Levantamentos divulgados em julho de 2026 mostram que mais da metade dos eleitores brasileiros aponta os debates na TV e as entrevistas ao vivo como os formatos com maior poder de persuasão na reta final das campanhas, superando tanto a propaganda obrigatória quanto os materiais distribuídos por aplicativos de mensagens como o WhatsApp.
A relação entre televisão e eleição no Brasil tem raízes profundas. Em 1989, na primeira eleição direta pra presidente depois do regime militar, os embates em horário nobre pararam o país e mostraram o poder da TV de destruir reputações e consolidar candidaturas. Mesmo com a chegada das redes digitais, esse peso não desapareceu. Desempenhos fracos ao vivo já derrubaram candidatos que lideravam com folga, enquanto atuações fortes garantiram passaporte para o segundo turno a nomes que vinham de longe.

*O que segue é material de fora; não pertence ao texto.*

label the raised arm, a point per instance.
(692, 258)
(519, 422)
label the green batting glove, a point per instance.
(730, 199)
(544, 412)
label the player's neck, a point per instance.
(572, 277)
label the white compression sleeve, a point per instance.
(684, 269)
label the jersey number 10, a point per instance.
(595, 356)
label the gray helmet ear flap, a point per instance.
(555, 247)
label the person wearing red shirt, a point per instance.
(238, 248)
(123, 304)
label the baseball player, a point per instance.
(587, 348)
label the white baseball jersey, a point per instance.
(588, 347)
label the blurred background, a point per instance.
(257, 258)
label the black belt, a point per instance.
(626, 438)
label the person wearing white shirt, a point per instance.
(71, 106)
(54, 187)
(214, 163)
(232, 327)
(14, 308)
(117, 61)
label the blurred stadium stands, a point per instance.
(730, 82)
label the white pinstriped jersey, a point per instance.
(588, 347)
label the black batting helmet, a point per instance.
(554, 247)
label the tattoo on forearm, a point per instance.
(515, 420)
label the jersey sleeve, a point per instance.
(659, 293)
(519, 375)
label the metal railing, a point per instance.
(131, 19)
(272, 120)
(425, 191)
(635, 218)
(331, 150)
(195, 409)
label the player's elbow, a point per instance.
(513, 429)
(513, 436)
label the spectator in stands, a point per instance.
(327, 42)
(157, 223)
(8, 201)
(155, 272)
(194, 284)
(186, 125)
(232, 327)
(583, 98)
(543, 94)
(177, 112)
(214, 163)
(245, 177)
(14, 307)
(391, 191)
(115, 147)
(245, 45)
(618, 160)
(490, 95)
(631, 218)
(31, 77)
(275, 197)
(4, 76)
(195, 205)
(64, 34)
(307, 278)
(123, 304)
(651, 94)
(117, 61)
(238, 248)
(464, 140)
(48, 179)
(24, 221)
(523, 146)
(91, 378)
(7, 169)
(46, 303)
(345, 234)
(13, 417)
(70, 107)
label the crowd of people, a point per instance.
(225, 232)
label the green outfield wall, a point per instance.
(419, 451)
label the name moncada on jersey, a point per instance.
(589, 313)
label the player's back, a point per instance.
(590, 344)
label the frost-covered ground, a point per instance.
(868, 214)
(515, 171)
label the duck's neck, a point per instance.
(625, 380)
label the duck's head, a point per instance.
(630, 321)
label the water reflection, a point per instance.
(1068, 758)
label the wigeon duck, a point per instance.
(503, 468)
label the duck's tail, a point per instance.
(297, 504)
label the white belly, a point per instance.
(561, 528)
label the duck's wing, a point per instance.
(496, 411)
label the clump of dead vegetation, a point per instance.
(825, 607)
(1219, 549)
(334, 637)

O debate é o único espaço onde o político perde a proteção da equipe e precisa enfrentar o contraditório em tempo real, sem teleprompter, sem roteiro e sem marqueteiro no ouvido. Uma hesitação longa, uma resposta agressiva fora de tom ou um momento de descontrole emocional costumam cobrar um preço alto nas urnas. Linguagem corporal, postura e capacidade de manter a calma sob pressão formam a mensagem que o eleitor indeciso absorve.
O impacto vai além da transmissão ao vivo. Os momentos mais tensos ou as gafes mais visíveis são cortados e transformados em vídeos curtos que inundam o WhatsApp na manhã seguinte, alcançando até quem não sintonizou no canal.
Nas estratégias de campanha, quem lidera nas pesquisas tende a adotar postura defensiva, evitando erros e buscando um tom pacificador. Em casos de liderança isolada, estrategistas chegam a cogitar a ausência do candidato, avaliando que o custo de faltar é menor do que o risco de virar alvo de todos os adversários ao mesmo tempo. Já quem está em segundo ou terceiro lugar entra no estúdio com missão clara: desestabilizar o líder ou polarizar com um adversário direto. O eleitor indeciso é o alvo central de toda essa movimentação.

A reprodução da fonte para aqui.